3 Comments on “The First Step to Trading Success”

  1. The point you make of the gap between domain knowledge (understanding a setup or pattern) vs. executing it profitably is something I am very familiar with (I’m about 4 months into fulltime daytrading). 

    It’s a terrible feeling when you know what’s going to happen, but you still get suboptimal results on your execution.  Or worse, losing money on a trade that ends up doing just what you had expected.  Ugh.

    Thanks for the great tips on how to close the gap.  So far, I’ve found keeping a journal very effective.  One metric I track is the “opportunity costs” (what I could have made/avoidance of a loss) of a trade I executed less than optimal or should not have even taken.

    It can be quite surprising/shocking to see, but a great way to learn and to keep motivated (I can see the potential of what could have been).  A good day for me is if my opportunity costs are minimal or non-existent, since that means I followed my strategy well.  I still have a lot of work to do, but I love the challenge.

  2. Bella, great video with clear explanations of what it takes to become an elite trader/performer.  I’m reading “The Talent Code” by Daniel Coyle and he gives some thoughtful insight into what you talk about in this video clip.  Deep practice, which is trying, failing, trying again, failing some more, thinking about it slowly, piecing your practice into chunks, trying again, failing again, but eventually with enough time in the zone of deep practice you become an expert in your craft.  We know the magic # is 10,000 hours 🙂 and that’s why intrinsic motivation is so vital. It requires a great deal of energy and time, and if you don’t love what you do you will never work hard enough to become great.

    I’ve noticed as a trader I’ve made a lot of mistakes: revenge trading, over trading, trading against the trend, selling at sup (capitulation), buying into res (euphoria), not controlling my emotions, letting greed and fear dictate my decisions, following other peoples advice without thinking through the trade, showing up at 9:15 AM expecting to make chops without adequate preparation (you can’t turn it on it off…pro athletes and teams can’t either if they want to succeed long-term), paid more attention to my results and wanted to be right. 

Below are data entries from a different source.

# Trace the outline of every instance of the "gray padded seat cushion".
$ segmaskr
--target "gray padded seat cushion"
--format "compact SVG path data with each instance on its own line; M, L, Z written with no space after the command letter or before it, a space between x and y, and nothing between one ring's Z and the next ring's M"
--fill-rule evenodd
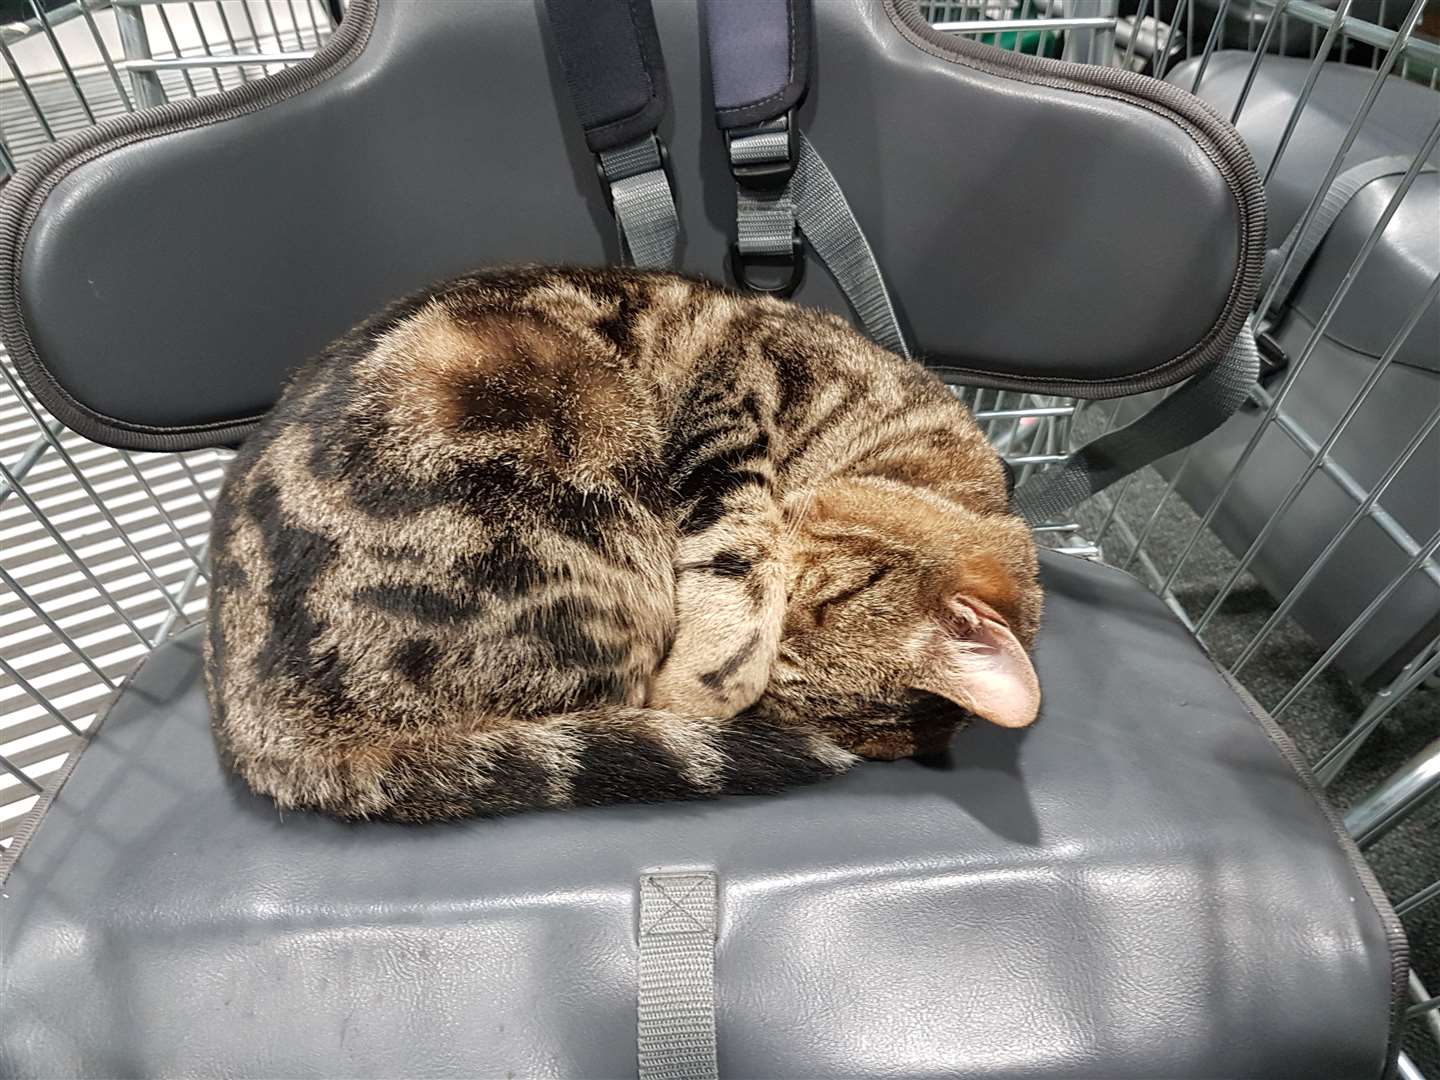
M1333 815L1158 599L1044 573L1029 731L454 826L282 820L185 631L4 886L0 1074L633 1076L637 878L712 867L722 1075L1379 1077L1403 944Z
M1196 93L1221 115L1231 115L1246 85L1252 59L1253 55L1246 52L1216 53ZM1176 65L1167 81L1188 90L1195 82L1198 64L1199 60L1187 60ZM1309 60L1298 57L1267 56L1255 74L1237 128L1262 172L1269 169L1275 157L1310 66ZM1374 81L1375 73L1368 68L1333 62L1321 67L1280 165L1266 185L1269 246L1278 246L1309 206ZM1435 126L1436 100L1435 91L1428 87L1393 75L1386 79L1341 168L1395 156L1408 161ZM1440 165L1440 148L1431 152L1429 161ZM1330 227L1293 297L1295 309L1312 324L1319 321L1339 289L1399 184L1399 176L1367 184ZM1328 337L1371 357L1384 353L1395 331L1440 273L1437 223L1440 176L1421 175L1401 201L1380 243L1336 311L1326 329ZM1440 371L1437 341L1440 304L1431 303L1396 360Z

    As traders we read about self-mastery through self-discipline, but it’s one thing to read it and another to actually be in the trenches while the activity is in the present moment.  You can’t put a price tag on actual practice and experience.  Trust me, I have so much to learn.  I’m grateful for the mistakes I’ve made, because they bring me that much closer to my goal of becoming an elite performer!